I completed this book yesterday so I figured I would give a review to people who like to read books about the Middle East and Palestine in particular. It takes two prominent authors Ilan Pappe (author of A History of Modern Palestine, the Ethnic Cleansing of Palestine, etc) and Noam Chomsky (Hegemony or Survival, Manufacturing Consent, etc) to supposedly discuss the history and political situation of Gaza. I put supposedly because it seems the book is overall more about Palestine, US/Israeli policy, and possible ways to pressure the US and Israel than about Gaza itself. Two of the eight chapters deal specifically with Gaza, mostly from 2004-present day. One chapter deals with the issue of a one state solution, another with US involvement in the Palestine question, one referring to the place of the Nakbah in Israeli history, Middle East peace plan, a conversation with the two authors about various subjects, and an overall scene of the area through Chomsky’s eyes.
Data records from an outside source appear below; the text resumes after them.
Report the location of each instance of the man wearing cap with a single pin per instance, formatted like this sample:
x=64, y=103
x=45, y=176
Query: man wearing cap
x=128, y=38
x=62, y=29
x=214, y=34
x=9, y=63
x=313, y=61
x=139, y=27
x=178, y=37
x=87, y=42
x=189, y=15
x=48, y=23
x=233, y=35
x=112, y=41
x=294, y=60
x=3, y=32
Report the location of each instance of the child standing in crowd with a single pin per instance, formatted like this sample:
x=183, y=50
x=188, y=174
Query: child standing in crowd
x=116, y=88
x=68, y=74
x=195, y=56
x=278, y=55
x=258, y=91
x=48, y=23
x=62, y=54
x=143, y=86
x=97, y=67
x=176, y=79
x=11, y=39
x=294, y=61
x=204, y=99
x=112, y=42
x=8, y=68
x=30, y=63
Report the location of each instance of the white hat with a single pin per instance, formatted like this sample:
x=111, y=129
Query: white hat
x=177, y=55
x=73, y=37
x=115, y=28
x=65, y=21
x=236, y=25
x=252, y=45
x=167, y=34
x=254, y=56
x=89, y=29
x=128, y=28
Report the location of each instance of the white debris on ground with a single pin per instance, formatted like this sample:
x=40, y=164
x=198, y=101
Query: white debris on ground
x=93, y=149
Now at this point I must be honest, when it comes to Noam Chomsky, I treat him like Wall Street Journal readers treat a Milton Friedman. They may agree with his overall points perhaps 80-85% of the time, but the language he uses is just so repetitive and colloquial based that you would never want to cite him in any research. Noam Chomsky is not a political scientist or a historian, he is a Linguistics professor and innovator. So although his research may be amazing, his words (the first time you read them) shocking and charged, one would be hard pressed to see the man cited by anyone involving the Palestine question. As I know of he only has one book other than this one specifically about the Palestine issue entitled “The Fateful Triangle” from 1983, and a few articles here and there.
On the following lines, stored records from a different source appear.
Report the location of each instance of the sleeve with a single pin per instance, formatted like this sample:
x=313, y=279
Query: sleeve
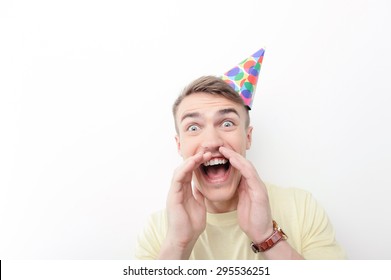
x=317, y=233
x=150, y=239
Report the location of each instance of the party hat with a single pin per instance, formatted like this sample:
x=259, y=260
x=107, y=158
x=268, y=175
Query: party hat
x=243, y=78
Now Ilan Pappe is another issue for he has been writing about the Palestine issue, almost exclusively from the mid 80s onwards. He is the author of around 10 books on the subject and is currently writing or putting out almost 8 more. He has written about the role of the British in 1948, the origins of the conflict, a history of the Husayni family, and about the Ethnic Cleansing of Palestine in 1948. Sometimes like any author he comes off rather colloquial but nowhere to the extreme of a Chomsky.
As a person who has read every Pappe book and perhaps 27 or 28 Chomsky books it seems Pappe wanted to do more “Chomsky-speak” than his usual self. Usually in a Pappe book you see hundreds of citations with wide-ranging references and even to my disdain usual a good amount of his own. This book is more dialogue based, which the majority of Chomsky book are, which means less research and more recollection are the basis. This kind of book is full of repetition and not a lot of facts (if one is used to the subject) but can be a nice break from denser reads on Palestine.
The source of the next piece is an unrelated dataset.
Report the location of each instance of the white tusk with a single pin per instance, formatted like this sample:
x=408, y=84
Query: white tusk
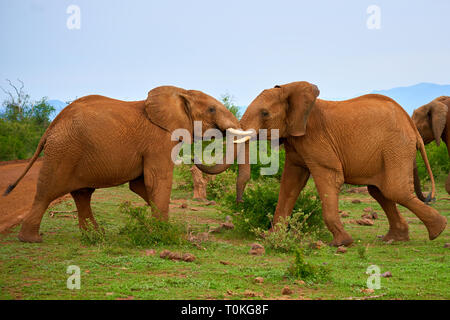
x=240, y=132
x=241, y=140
I would not recommend this book to beginners or advanced readers on Palestine alike. For the beginner it will give the wrong impression on Palestine research and writing, in addition to assuming a decent basis in the subject. For advanced readers the book could be used as a break to ease the mind but will give little in terms of academic substance and should not be used for research in any way. I would recommend it to 4th year undergraduates in Middle East or 1st year Graduate students in Middle East who have a background, but not enough they could write over 100pgs on a subject.
Overall I would give the book a 6.5/10 because of my background, but I could see how others would rate it higher.